No fue fácil para una mujer nacida en 1933 luchar para ser una promotora cultural respetable porque su madre, quien tenía un apego estricto a las costumbres conservadoras de Los Ramones Nuevo León, su municipio natal, veía con malos ojos que una señorita anduviera trabajando fuera de casa. A pesar de las restricciones familiares Yolanda trabajó a favor de comunidades en condiciones de pobreza extrema llevando talleres de artes plásticas sin costo y abriéndoles nuevos horizontes a muchos niños y jóvenes a quienes trataba de manera maternal. Sin saberlo, promovía el equilibrio social que es parte sustantiva del desarrollo sustentable, a través de los bienes de la cultura.

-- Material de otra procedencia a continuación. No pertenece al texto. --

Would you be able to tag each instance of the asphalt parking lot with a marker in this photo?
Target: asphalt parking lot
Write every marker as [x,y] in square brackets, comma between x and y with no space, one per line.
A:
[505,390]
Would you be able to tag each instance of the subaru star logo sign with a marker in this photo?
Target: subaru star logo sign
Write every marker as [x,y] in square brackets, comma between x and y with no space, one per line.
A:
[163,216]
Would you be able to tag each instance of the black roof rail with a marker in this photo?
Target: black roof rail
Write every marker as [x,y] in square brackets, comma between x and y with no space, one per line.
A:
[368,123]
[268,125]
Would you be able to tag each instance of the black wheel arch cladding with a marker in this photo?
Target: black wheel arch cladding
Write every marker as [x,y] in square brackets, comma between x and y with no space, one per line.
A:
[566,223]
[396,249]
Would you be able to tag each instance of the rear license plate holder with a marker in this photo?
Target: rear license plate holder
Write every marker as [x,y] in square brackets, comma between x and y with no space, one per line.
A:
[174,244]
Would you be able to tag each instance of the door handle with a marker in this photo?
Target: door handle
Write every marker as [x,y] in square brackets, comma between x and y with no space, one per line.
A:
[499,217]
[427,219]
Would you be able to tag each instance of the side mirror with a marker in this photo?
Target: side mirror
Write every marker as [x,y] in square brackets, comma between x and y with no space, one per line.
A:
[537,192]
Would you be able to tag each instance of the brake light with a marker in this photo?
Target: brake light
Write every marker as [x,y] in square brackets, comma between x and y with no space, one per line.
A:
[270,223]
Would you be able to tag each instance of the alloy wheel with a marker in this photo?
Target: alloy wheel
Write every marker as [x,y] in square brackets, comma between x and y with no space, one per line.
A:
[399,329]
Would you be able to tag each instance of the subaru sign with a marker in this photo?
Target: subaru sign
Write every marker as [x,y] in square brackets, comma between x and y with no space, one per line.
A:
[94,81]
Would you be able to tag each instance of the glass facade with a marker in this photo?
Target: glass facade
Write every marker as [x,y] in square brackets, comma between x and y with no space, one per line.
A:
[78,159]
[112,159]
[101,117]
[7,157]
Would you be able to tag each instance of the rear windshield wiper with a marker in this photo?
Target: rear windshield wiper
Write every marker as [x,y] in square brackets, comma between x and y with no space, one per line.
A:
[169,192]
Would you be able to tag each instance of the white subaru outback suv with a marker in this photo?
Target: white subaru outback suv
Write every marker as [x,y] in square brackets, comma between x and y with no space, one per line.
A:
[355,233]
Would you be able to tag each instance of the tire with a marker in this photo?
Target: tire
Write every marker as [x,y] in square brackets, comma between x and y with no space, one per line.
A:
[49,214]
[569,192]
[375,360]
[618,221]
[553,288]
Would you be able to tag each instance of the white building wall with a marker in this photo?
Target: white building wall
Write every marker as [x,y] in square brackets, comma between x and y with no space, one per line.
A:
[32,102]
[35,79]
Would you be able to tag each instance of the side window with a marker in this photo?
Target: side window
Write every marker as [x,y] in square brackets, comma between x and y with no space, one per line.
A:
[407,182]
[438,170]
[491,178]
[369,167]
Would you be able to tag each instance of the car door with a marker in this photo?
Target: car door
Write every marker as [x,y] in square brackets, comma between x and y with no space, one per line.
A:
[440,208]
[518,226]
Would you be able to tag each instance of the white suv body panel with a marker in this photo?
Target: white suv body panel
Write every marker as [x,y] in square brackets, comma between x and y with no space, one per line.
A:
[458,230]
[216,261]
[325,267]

Apoyó causas sociales donando obras pictóricas de su autoría y pidiendo a otros artistas hacer lo mismo. Como se le reconocía por su integridad moral todos confiábamos en lo que hacía, así que cuando nos solicitaba algo, le apoyábamos sin preguntarle nada.
Estuvo al frente del Taller de Experimentación de las Artes Plásticas por veinte años coordinando a un grupo de profesores que enseñaban pintura y dibujo.
Murió Yolanda fuera de México pues ya mayor casó con un estadounidense al que también convenció para trabajar enseñando artes visuales en la comunidad chicana de San Antonio Texas. Con su muerte todos morimos un poco.
La madrugada en que se marchó por increíble que parezca, sin saber que ella estaba partiendo, no pude dormir un solo minuto. Ese mismo día por la tarde, asistiendo a la Feria del Libro que organiza la Universidad Autónoma de Nuevo León y recorriendo los estantes, me encontré con un texto en cuya portada estaba la fotografía del librero y humanista Alfredo Gracia Vicente a quien dediqué mi columna hace unas semanas. Vi su contenido y allí estaba un artículo mío en el que señalaba que Yolanda era mi hermana en espíritu, pero lo que no escribí sobre ella es que fue una cómplice cultural insustituible.
En México el derecho premial casi es inexistente por ello debemos reconocer civilmente a personas que como Yolanda muestran una generosidad sin límite con su tiempo, talentos y haberes.
Si tenemos la oportunidad de tener cerca a alguien así hay que agradecer que no estamos solos en la celebración de la vida.